Mas, em termos de tempo conectados e possibilidades de falsear alguém, estamos ainda piores do que o filme poderia imaginar. Quando vejo os trabalhos de Bauman sobre relações e modernidade líquida, eles me lembram muito os trabalhos da Escola de Chicago (de sociologia e não aquela da economia) que descreviam a solidão nas grandes cidades. Tudo é muito familiar, a maneira como eles falam das pessoas andando na rua com olhares indiferentes, porque é muita gente e é cansativo e impossível ser pessoal. Há muito já encontramos diariamente mais pessoas do que um homem medieval via em toda sua vida, a novidade é o volume ainda maior de informação e contato virtual. O mundo descrito pela Escola de Chicago nos anos 20 já se estabeleceu, do mesmo modo que a liquidez descrita por Bauman, então não adianta mais lamentar o que perdemos. Então, já somos muito menos capazes de investir nas relações, nos faltam a paciência e maleabilidade das gerações anteriores que tinham duas opções de jeans na única loja do bairro – então bastava comprar um e o assunto estava resolvido, não havia outra opção possivelmente mais barata, vantajosa ou que manifestasse melhor o estilo pessoal. Para elas o casamento tinha que funcionar, os amigos precisavam ser perdoados, o emprego era aquilo mesmo, etc.

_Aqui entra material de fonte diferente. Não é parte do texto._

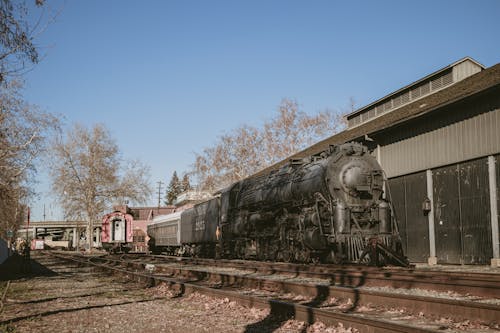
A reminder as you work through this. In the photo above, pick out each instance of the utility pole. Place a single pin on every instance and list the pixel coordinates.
(160, 183)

Enquanto todas as projeções apontavam para um mundo cada vez mais virtual, a pandemia deixou claro para todo mundo que imagens em tempo real e microfones são incapazes de substituir de maneira satisfatória o corpóreo. Podemos cometer a insanidade de achar que mil amigos no Facebook significa ter amigos, alimentar nossos egos através de Likes, mas a necessidade de encontrar pessoalmente não apenas não deixou de existir como se tornou um privilégio. Àqueles que queremos bem, não nos conformamos só com o virtual e queremos marcar encontros, e se for preciso até viajamos pra isso. E, sabemos, por experiência confirmada e reconfirmada, que milhares de mensagem de texto informam muito menos do que cinco minutos diante de alguém. Sabemos que digitar lindas mensagens e dizer que ama é fácil, mas que demonstrar com gestos e estar presente é outro patamar. Os videos de cachorros que latem furiosos quando separados e que se calam assim que o pequeno obstáculo é removido resume bem a internet. O anonimato e a possibilidade de ofender de maneira irresponsável têm exposto o que há de pior nas pessoas. É difícil conciliar que aquela tia de cabelo branquinho que faz blusas de tricô pros netos é a mesma que compartilha links preconceituosos de cheios de ódio. Apesar de parecer pura covardia, eu considero o fato de sermos tão mais ferozes no anônimo do que seríamos capazes pessoalmente é mínimo sinal de sanidade. Poucos de nós conseguem ser assassino à distância de um braço. Apesar de tudo, ainda é possível olhar fundo dos olhos de uma pessoa e fazê-la parar.